Thank you all for getting back so quickly. Some responses inline
-----Original Message-----
From: sendmail <justsendmailnothingelse(a)gmail.com> On Behalf Of Laine Stump
Sent: Wednesday, March 21, 2018 7:54 PM
To: libvirt <libvir-list(a)redhat.com>
Cc: Ciprian Barbu <Ciprian.Barbu(a)enea.com>; Alexandru Avadanii
<Alexandru.Avadanii(a)enea.com>; Alex Williamson <Alex.Williamson(a)redhat.com>
Subject: Re: [libvirt] PCI passthrough/SR-IOV on Cavium cn889x
On 03/21/2018 11:46 AM, Ciprian Barbu wrote:
Hello,
In the context of running Openstack on a cluster of Cavium ThunderX cn8890 aarch64
servers, we are trying to attach virtual functions to a VM.

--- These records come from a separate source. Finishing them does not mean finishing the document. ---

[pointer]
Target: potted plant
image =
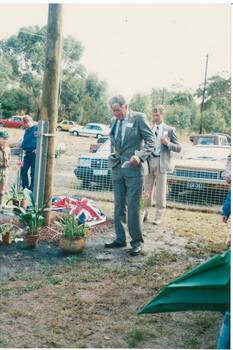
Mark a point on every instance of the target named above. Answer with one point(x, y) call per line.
point(32, 219)
point(8, 231)
point(73, 239)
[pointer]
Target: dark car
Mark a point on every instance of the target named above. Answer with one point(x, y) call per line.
point(15, 121)
point(198, 176)
point(94, 169)
point(94, 147)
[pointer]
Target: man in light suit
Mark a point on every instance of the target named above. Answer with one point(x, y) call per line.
point(132, 141)
point(160, 162)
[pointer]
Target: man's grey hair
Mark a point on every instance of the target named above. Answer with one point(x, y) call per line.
point(27, 118)
point(117, 100)
point(158, 109)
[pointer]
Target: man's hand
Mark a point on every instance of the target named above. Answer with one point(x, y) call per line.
point(225, 219)
point(164, 141)
point(228, 179)
point(134, 161)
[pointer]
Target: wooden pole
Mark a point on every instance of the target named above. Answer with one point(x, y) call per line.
point(203, 94)
point(50, 98)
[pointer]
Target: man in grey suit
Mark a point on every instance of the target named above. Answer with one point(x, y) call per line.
point(132, 141)
point(160, 162)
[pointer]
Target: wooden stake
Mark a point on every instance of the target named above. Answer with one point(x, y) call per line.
point(49, 107)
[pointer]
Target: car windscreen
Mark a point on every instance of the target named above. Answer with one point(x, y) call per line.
point(205, 141)
point(207, 153)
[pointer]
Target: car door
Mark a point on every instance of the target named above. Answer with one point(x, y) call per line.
point(86, 130)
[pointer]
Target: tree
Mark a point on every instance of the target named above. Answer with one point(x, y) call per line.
point(218, 100)
point(15, 100)
point(81, 95)
point(26, 53)
point(182, 110)
point(161, 96)
point(141, 103)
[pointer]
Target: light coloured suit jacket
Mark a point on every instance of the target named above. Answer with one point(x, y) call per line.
point(166, 163)
point(138, 139)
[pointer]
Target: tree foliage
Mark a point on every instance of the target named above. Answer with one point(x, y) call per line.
point(217, 103)
point(141, 103)
point(22, 56)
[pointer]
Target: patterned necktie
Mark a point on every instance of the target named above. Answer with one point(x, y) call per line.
point(118, 136)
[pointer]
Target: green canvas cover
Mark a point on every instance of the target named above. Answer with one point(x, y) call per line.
point(206, 287)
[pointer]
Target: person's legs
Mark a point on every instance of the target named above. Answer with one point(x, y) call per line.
point(24, 171)
point(119, 208)
point(160, 195)
point(149, 187)
point(134, 191)
point(32, 165)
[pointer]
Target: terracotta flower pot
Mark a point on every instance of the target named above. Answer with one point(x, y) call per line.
point(6, 238)
point(31, 240)
point(72, 246)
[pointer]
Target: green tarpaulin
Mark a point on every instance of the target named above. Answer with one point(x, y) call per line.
point(206, 287)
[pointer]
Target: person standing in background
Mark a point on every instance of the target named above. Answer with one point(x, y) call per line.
point(160, 162)
point(29, 147)
point(4, 163)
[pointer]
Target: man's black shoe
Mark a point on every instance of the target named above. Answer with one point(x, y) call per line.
point(115, 244)
point(136, 250)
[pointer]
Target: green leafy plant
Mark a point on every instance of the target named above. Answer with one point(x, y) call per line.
point(33, 217)
point(71, 229)
point(12, 230)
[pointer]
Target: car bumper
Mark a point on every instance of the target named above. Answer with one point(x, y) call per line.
point(202, 191)
point(93, 175)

First some introduction. This Cavium SoC has a different approach to Virtual Functions
than on x86 NICs, in which VFs are always enabled and there are two types of VFs and *one
single* PF, as follows:
- primary VFs - these are in fact assigned by the system to the physical ports of the
server, e.g em2p1s0f1, em2p1s0f3 etc below.

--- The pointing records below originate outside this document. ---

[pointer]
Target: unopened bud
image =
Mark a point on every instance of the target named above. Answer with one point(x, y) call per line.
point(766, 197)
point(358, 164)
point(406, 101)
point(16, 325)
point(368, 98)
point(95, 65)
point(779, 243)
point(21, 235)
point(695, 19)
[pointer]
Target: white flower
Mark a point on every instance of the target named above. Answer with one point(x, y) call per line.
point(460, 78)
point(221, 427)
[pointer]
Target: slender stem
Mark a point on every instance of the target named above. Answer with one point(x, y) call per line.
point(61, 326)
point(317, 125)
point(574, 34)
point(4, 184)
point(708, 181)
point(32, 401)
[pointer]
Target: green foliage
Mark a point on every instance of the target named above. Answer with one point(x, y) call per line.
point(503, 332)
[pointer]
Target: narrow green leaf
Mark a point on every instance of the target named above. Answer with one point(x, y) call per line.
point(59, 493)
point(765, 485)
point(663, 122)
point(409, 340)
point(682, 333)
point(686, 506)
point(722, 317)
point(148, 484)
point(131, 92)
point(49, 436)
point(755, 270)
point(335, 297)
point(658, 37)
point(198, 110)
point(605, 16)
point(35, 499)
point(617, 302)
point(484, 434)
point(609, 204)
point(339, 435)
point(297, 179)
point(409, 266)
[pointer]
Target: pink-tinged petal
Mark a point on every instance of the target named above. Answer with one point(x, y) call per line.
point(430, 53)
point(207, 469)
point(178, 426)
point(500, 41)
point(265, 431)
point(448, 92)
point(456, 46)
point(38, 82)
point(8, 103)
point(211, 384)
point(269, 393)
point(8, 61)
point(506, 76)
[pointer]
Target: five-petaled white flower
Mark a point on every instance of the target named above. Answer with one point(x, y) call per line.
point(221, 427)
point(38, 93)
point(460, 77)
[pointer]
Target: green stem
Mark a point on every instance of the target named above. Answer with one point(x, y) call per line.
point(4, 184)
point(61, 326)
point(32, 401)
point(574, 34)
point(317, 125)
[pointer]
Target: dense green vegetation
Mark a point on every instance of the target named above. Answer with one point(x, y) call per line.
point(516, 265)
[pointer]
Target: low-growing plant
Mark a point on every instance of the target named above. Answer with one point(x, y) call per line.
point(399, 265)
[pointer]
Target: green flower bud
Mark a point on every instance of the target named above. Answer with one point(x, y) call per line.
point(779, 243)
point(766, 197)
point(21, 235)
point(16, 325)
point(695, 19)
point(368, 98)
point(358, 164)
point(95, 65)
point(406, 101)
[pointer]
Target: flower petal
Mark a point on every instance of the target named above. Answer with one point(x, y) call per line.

- secondary VFs - the main purpose of these is to provide additional HW queues under SW
control (usually DPDK applications) by automatically binding them to the needed physical
port.
- one single "physical" function, device 0002:01:00.0 below, which to the best
of my knowledge acts merely as a stub and cannot be assigned an interface name.

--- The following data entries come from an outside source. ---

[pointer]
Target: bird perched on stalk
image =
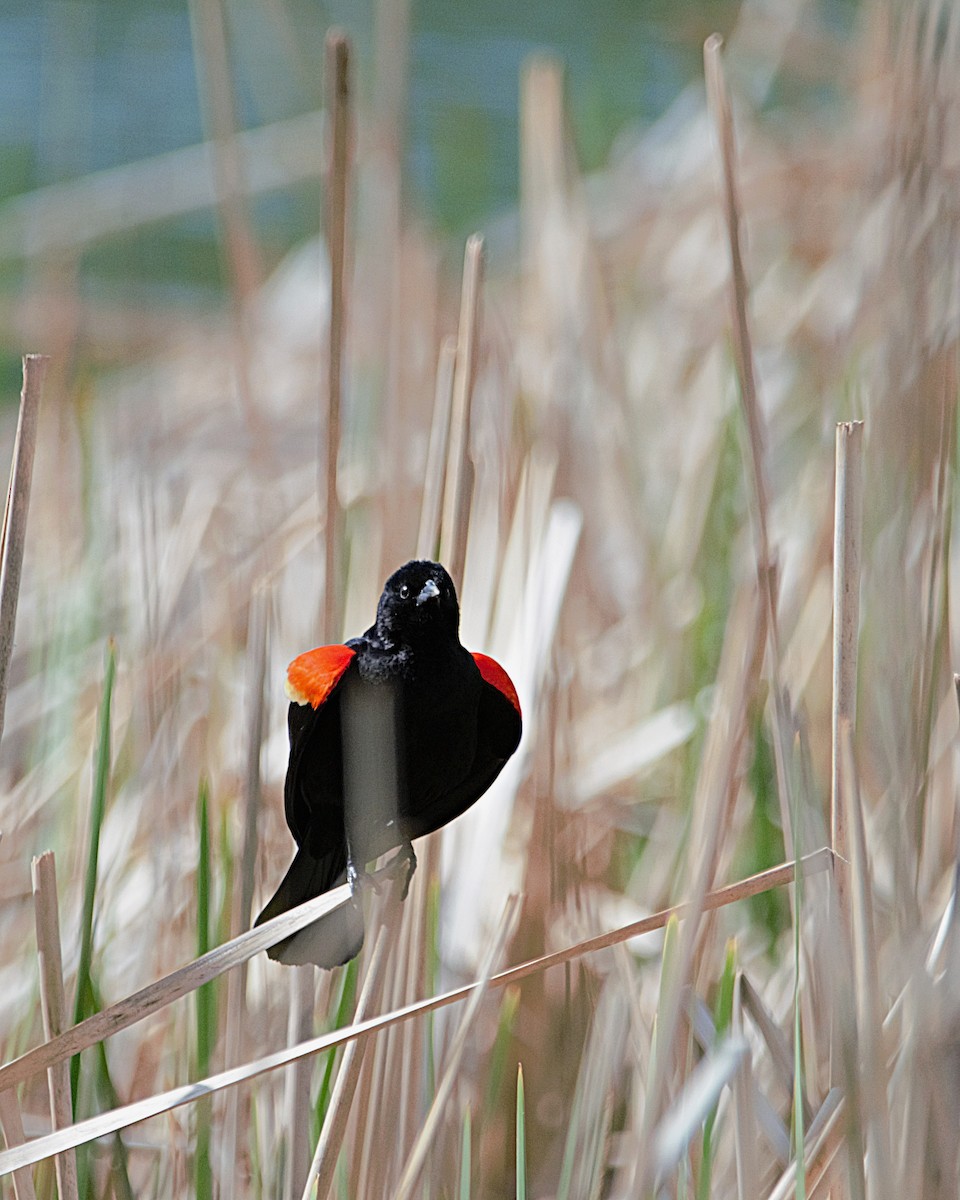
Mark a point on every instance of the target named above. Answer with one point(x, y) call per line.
point(391, 736)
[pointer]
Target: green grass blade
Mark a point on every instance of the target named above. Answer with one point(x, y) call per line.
point(97, 809)
point(501, 1047)
point(521, 1138)
point(723, 1020)
point(798, 1125)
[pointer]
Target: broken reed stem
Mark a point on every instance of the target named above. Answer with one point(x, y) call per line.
point(54, 1008)
point(846, 618)
point(719, 103)
point(13, 535)
point(269, 933)
point(321, 1175)
point(871, 1081)
point(459, 483)
point(429, 534)
point(337, 78)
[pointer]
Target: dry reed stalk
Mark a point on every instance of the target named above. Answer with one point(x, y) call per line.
point(715, 785)
point(297, 1103)
point(13, 534)
point(142, 1110)
point(321, 1175)
point(12, 1125)
point(418, 1157)
point(429, 534)
point(822, 1147)
point(169, 988)
point(846, 622)
point(459, 483)
point(54, 1008)
point(871, 1079)
point(759, 492)
point(339, 101)
point(719, 103)
point(385, 1072)
point(243, 898)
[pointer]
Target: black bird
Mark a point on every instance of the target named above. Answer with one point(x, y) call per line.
point(391, 736)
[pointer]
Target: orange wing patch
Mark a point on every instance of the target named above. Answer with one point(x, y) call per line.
point(495, 675)
point(311, 677)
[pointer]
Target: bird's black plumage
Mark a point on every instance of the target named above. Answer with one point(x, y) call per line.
point(391, 736)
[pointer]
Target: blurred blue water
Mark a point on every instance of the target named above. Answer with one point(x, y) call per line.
point(87, 84)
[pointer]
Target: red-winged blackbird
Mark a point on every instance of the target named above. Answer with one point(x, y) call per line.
point(391, 736)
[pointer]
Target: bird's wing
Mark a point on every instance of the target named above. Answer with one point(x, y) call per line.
point(313, 676)
point(499, 713)
point(313, 789)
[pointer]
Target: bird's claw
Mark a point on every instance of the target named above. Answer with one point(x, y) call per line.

Below is the output of "dpdk-devbind.py -s" which provides some useful
information.
Network devices using DPDK-compatible driver
============================================
0002:01:00.2 'Device a034' drv=vfio-pci unused=nicvf
Network devices using kernel driver
===================================
0000:01:10.0 'THUNDERX BGX (Common Ethernet Interface)' if=
drv=thunder-BGX unused=thunder_bgx,vfio-pci
0000:01:10.1 'THUNDERX BGX (Common Ethernet Interface)' if=
drv=thunder-BGX unused=thunder_bgx,vfio-pci
0002:01:00.0 'THUNDERX Network Interface Controller' if=
drv=thunder-nic unused=nicpf,vfio-pci
0002:01:00.1 'Device a034' if=em2p1s0f1 drv=thunder-nicvf
unused=nicvf,vfio-pci
0002:01:00.3 'Device a034' if=em2p1s0f3 drv=thunder-nicvf
unused=nicvf,vfio-pci
0002:01:00.4 'Device a034' if=em2p1s0f4 drv=thunder-nicvf
unused=nicvf,vfio-pci
0002:01:00.5 'Device a034' if=em2p1s0f5 drv=thunder-nicvf
unused=nicvf,vfio-pci
0002:01:00.6 'Device a034' if= drv=thunder-nicvf unused=nicvf,vfio-pci
0002:01:00.7 'Device a034' if= drv=thunder-nicvf unused=nicvf,vfio-pci
0002:01:01.0 'Device a034' if= drv=thunder-nicvf unused=nicvf,vfio-pci
Now for the problem. I don't have a domain definition because libvirt fails to start
a domain, but I might be able to find what nova generates. But what it tries to do is
passthrough em2p1s0f3, address 0002:01:00.3:
<interface type='hostdev' managed='yes'>
<source>
<address type='pci' domain='0x0002' bus='0x1'
slot='0x0' function='0x3'/>
</source>
</interface>
I see that while I was typing my own "really long" message, that Alex
pointed out in a response that you could use <hostdev> rather than
<interface type='hostdev'> if you don't need to configure the MAC
address or vlan tag of the VF from within libvirt. If that's the case,
you can ignore the rest of my message, but otherwise read on :-)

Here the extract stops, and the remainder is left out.